Both were outsold by a Chelsea hexagonal teapot and cover, c.1752-55, with fable decoration by Jefferyes Hamett O’Neale. A ‘teapot in fables’ appears in the 1755 Chelsea sale catalogue and a number are held in major collections including the Gardiner Museum in Toronto (Horse and the Ass), the British Museum (Boar and the Ass) and Colonial Williamsburg (The Lioness and the Fox).

The subject of Foster’s pot – on display at the Ashmolean Museum in Oxford between 2009-20 – was the Lion and the Goat, the latter standing on top of a mountain while vultures circle above, the lion on the other side of a stream, looking up at his former adversary. Old restoration to the cover and the handle had seriously yellowed under museum lights, but it was probably not as bad as it looked.

Estimated at £6000-8000, the pot took £22,000 from the UK trade.

This was one of three examples of this Red Anchor period form in the collection.
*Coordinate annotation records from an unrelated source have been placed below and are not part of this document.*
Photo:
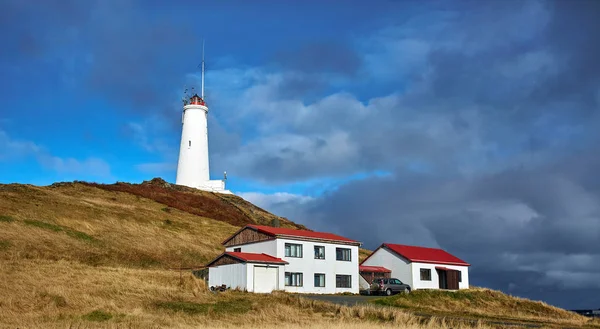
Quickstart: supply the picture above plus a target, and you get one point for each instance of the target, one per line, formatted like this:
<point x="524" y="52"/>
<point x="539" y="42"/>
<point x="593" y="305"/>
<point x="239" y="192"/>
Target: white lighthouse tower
<point x="192" y="168"/>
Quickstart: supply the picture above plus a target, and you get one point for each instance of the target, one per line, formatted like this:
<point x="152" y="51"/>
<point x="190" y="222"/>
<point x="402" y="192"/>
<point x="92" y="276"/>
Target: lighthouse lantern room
<point x="193" y="165"/>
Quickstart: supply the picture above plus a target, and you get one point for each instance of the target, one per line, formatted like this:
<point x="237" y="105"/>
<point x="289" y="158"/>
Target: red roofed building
<point x="421" y="267"/>
<point x="264" y="258"/>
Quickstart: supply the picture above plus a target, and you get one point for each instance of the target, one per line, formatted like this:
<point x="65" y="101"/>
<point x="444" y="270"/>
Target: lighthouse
<point x="193" y="166"/>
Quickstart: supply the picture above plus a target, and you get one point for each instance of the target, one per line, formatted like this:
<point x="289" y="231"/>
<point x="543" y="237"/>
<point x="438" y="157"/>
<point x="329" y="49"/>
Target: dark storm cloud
<point x="493" y="151"/>
<point x="127" y="55"/>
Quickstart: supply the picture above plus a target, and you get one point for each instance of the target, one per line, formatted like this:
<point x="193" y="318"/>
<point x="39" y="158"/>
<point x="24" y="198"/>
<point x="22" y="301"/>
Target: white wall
<point x="435" y="283"/>
<point x="308" y="266"/>
<point x="192" y="168"/>
<point x="399" y="266"/>
<point x="268" y="247"/>
<point x="232" y="275"/>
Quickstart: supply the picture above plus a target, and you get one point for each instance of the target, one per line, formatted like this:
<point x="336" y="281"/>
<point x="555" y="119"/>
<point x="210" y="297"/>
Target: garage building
<point x="246" y="271"/>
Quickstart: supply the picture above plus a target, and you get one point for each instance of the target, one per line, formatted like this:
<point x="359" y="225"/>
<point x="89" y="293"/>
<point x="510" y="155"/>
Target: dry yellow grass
<point x="97" y="227"/>
<point x="483" y="303"/>
<point x="78" y="256"/>
<point x="62" y="294"/>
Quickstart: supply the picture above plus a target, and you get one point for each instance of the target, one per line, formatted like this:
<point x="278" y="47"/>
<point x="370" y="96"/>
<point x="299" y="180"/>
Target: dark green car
<point x="388" y="287"/>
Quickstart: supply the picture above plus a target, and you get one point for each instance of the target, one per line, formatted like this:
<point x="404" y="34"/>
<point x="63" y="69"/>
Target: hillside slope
<point x="153" y="224"/>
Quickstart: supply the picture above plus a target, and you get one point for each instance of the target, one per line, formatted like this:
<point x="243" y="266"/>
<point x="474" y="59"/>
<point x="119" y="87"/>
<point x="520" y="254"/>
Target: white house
<point x="420" y="267"/>
<point x="293" y="260"/>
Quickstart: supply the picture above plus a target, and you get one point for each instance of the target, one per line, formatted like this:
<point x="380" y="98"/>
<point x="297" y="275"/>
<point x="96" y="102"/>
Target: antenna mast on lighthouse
<point x="202" y="70"/>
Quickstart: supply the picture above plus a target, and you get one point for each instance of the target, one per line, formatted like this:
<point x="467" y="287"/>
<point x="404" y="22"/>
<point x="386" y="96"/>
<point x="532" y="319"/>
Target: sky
<point x="472" y="126"/>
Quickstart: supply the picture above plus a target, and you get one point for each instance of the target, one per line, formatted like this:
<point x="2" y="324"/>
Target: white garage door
<point x="265" y="278"/>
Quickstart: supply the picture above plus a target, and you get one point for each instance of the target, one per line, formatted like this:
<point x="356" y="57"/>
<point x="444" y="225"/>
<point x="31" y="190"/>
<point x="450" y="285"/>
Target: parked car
<point x="388" y="287"/>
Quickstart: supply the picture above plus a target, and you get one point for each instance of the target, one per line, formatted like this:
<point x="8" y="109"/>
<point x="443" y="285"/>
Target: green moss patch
<point x="97" y="316"/>
<point x="239" y="306"/>
<point x="5" y="244"/>
<point x="6" y="219"/>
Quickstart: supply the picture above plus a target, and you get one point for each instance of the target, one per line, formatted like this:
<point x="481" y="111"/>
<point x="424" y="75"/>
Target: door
<point x="443" y="280"/>
<point x="265" y="278"/>
<point x="452" y="279"/>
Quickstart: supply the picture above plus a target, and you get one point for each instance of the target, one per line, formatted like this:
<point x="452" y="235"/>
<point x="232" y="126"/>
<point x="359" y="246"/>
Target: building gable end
<point x="245" y="236"/>
<point x="224" y="259"/>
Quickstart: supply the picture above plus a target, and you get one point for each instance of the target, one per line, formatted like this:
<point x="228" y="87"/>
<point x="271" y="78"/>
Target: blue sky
<point x="467" y="125"/>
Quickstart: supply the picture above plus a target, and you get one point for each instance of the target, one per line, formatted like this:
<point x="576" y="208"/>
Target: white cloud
<point x="14" y="149"/>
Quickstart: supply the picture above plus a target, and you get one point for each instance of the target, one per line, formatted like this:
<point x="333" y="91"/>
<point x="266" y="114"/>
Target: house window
<point x="293" y="279"/>
<point x="342" y="254"/>
<point x="343" y="281"/>
<point x="319" y="280"/>
<point x="319" y="252"/>
<point x="293" y="250"/>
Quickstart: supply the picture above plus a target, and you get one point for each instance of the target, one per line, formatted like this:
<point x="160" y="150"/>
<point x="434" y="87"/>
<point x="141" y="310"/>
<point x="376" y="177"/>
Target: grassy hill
<point x="135" y="225"/>
<point x="92" y="255"/>
<point x="481" y="303"/>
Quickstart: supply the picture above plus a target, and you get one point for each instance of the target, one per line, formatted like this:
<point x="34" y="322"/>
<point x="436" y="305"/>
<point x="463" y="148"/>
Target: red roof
<point x="251" y="258"/>
<point x="288" y="232"/>
<point x="377" y="269"/>
<point x="425" y="255"/>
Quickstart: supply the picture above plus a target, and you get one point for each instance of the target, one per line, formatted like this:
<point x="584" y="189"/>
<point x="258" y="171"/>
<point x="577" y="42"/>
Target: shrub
<point x="6" y="219"/>
<point x="97" y="316"/>
<point x="43" y="225"/>
<point x="237" y="306"/>
<point x="5" y="244"/>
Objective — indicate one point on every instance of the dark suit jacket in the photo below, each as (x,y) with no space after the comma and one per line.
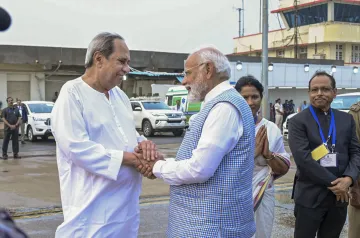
(312,179)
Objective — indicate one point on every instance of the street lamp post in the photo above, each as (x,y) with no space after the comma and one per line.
(264,76)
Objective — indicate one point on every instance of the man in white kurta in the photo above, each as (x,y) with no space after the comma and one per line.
(95,132)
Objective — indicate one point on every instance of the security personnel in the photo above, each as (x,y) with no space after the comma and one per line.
(12,119)
(327,154)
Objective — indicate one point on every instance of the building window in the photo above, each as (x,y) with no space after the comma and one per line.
(307,16)
(280,53)
(347,13)
(303,53)
(355,54)
(339,52)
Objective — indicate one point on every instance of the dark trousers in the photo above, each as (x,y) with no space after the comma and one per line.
(14,135)
(326,222)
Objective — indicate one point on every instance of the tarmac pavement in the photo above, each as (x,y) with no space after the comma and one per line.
(29,189)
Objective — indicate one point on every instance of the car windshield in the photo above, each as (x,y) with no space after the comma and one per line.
(155,106)
(41,107)
(345,102)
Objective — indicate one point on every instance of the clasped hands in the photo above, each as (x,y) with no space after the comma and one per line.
(262,143)
(341,188)
(147,155)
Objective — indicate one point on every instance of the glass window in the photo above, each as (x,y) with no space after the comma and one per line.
(303,53)
(344,102)
(280,53)
(155,106)
(307,16)
(169,100)
(355,54)
(339,52)
(347,13)
(41,108)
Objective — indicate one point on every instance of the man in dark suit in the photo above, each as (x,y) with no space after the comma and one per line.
(327,162)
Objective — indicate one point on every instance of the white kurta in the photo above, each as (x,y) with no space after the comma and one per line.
(217,140)
(99,195)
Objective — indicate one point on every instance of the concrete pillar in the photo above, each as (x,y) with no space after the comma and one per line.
(3,89)
(37,86)
(331,11)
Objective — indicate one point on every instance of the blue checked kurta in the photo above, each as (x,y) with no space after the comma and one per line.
(223,204)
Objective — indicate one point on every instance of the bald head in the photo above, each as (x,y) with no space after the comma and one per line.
(214,56)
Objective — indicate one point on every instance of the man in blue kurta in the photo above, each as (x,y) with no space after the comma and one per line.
(211,176)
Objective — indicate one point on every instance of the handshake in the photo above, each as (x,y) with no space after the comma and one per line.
(147,155)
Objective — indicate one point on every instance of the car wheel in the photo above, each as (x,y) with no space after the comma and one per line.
(178,132)
(30,134)
(147,128)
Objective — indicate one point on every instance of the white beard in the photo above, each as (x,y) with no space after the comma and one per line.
(197,90)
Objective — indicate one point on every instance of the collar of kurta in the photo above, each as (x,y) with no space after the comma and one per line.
(320,112)
(216,91)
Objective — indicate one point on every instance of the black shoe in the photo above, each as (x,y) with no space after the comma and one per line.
(16,156)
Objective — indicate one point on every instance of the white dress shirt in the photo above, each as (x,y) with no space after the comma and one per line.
(217,139)
(99,195)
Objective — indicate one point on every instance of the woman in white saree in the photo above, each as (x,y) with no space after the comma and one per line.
(271,159)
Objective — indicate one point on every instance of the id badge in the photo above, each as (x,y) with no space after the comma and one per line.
(319,152)
(329,160)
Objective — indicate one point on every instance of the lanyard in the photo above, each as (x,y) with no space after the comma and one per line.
(332,128)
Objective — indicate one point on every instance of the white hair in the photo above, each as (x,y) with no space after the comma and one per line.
(104,43)
(212,54)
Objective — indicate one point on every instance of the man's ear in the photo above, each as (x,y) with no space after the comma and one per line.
(98,59)
(210,70)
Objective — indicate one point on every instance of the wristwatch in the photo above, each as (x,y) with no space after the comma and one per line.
(272,157)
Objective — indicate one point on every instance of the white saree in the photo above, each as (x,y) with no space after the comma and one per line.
(263,181)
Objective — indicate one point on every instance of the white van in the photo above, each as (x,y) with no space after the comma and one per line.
(38,124)
(343,102)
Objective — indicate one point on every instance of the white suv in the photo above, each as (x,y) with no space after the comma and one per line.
(155,116)
(38,124)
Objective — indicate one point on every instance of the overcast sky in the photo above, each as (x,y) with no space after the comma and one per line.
(157,25)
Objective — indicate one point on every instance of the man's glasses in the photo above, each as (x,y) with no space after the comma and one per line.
(188,71)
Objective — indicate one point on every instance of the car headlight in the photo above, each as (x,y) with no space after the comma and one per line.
(39,119)
(158,114)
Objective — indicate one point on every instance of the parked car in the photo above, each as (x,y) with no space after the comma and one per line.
(38,124)
(155,116)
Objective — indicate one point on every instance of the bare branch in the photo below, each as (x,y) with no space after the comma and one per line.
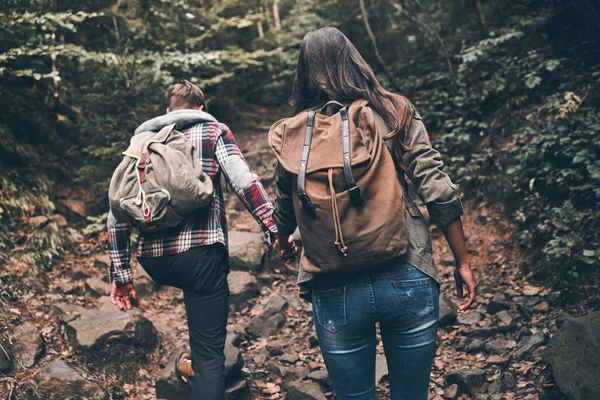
(382,63)
(429,28)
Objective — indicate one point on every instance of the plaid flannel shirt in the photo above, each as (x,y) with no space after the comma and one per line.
(219,154)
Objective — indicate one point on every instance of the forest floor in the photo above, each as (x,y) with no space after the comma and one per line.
(499,343)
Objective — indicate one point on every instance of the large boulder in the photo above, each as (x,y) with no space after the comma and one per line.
(271,320)
(111,337)
(528,345)
(468,380)
(306,390)
(233,362)
(246,250)
(238,390)
(62,380)
(242,287)
(6,356)
(448,311)
(168,385)
(97,287)
(28,345)
(574,353)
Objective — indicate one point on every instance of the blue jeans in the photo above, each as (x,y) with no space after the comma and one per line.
(346,309)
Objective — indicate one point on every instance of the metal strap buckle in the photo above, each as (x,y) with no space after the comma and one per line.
(356,196)
(308,206)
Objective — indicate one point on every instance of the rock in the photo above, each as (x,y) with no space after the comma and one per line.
(63,380)
(38,220)
(495,306)
(108,334)
(381,371)
(98,287)
(71,288)
(529,344)
(74,236)
(242,286)
(475,346)
(470,318)
(168,385)
(452,392)
(275,369)
(102,262)
(237,391)
(270,321)
(76,207)
(542,307)
(275,349)
(321,377)
(234,339)
(28,345)
(289,358)
(78,274)
(574,353)
(508,380)
(305,391)
(497,346)
(60,220)
(6,357)
(246,250)
(234,362)
(482,332)
(291,374)
(469,380)
(498,360)
(66,309)
(448,311)
(505,321)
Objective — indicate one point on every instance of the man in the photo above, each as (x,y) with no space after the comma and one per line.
(193,256)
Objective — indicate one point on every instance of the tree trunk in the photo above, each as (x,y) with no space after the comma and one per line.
(382,63)
(482,24)
(261,32)
(276,14)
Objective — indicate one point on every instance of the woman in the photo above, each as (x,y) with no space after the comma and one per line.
(401,293)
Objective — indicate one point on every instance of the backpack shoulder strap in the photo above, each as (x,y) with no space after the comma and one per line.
(355,193)
(304,199)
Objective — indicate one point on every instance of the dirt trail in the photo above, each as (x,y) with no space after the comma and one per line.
(492,338)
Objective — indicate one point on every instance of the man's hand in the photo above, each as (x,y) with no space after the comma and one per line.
(463,275)
(121,295)
(285,246)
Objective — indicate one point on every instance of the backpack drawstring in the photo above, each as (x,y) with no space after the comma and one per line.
(141,197)
(339,235)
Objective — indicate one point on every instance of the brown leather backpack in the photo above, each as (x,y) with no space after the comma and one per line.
(350,207)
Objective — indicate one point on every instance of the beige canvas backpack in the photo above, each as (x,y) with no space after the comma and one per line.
(159,181)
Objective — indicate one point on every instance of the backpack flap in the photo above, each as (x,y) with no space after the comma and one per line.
(286,139)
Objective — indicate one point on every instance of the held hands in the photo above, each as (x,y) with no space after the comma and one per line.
(285,246)
(463,275)
(121,296)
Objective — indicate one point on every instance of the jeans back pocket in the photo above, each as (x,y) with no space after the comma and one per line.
(330,308)
(416,295)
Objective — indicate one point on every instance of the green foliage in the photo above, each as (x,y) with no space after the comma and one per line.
(514,113)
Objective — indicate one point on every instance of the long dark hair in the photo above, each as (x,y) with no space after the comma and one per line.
(331,68)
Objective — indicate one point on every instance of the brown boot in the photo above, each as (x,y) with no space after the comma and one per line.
(183,368)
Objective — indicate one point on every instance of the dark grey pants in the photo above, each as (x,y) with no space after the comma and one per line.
(202,275)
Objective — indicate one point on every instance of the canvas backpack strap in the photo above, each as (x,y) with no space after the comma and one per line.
(302,196)
(355,193)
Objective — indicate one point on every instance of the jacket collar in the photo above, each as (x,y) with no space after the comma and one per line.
(183,118)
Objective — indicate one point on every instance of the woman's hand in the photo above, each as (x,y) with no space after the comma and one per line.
(121,296)
(463,275)
(285,246)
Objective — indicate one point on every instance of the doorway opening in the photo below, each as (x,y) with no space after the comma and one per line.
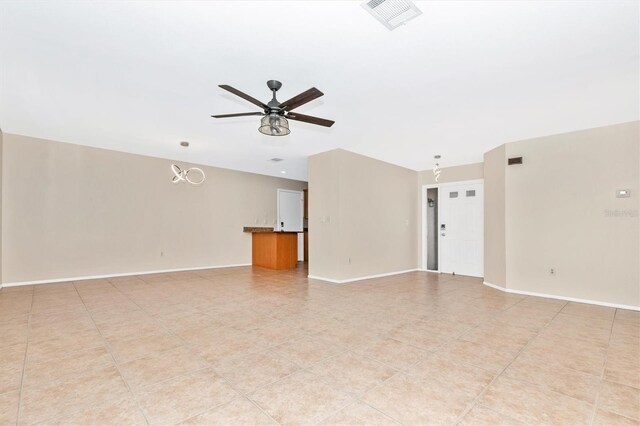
(453,228)
(432,229)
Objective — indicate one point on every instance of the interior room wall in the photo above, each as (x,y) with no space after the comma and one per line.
(495,268)
(361,216)
(323,220)
(562,214)
(1,145)
(76,211)
(432,229)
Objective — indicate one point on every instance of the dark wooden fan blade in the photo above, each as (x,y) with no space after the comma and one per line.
(240,114)
(309,119)
(243,96)
(301,99)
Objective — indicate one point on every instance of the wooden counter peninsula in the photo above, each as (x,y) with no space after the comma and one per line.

A hexagonal teapot with famille rose birds and branches took £2800, while another with kakeimon design hammered at £3200.

The Kate Foster collection totalled just under £100,000, bringing the sale total to £520,920 – the best held by the department bar the famous day in February 2018 when a coverless teapot made by John Bartlam in Cain Hoy, South Carolina, c.1765, sold to the Metropolitan Museum of Art for £460,000.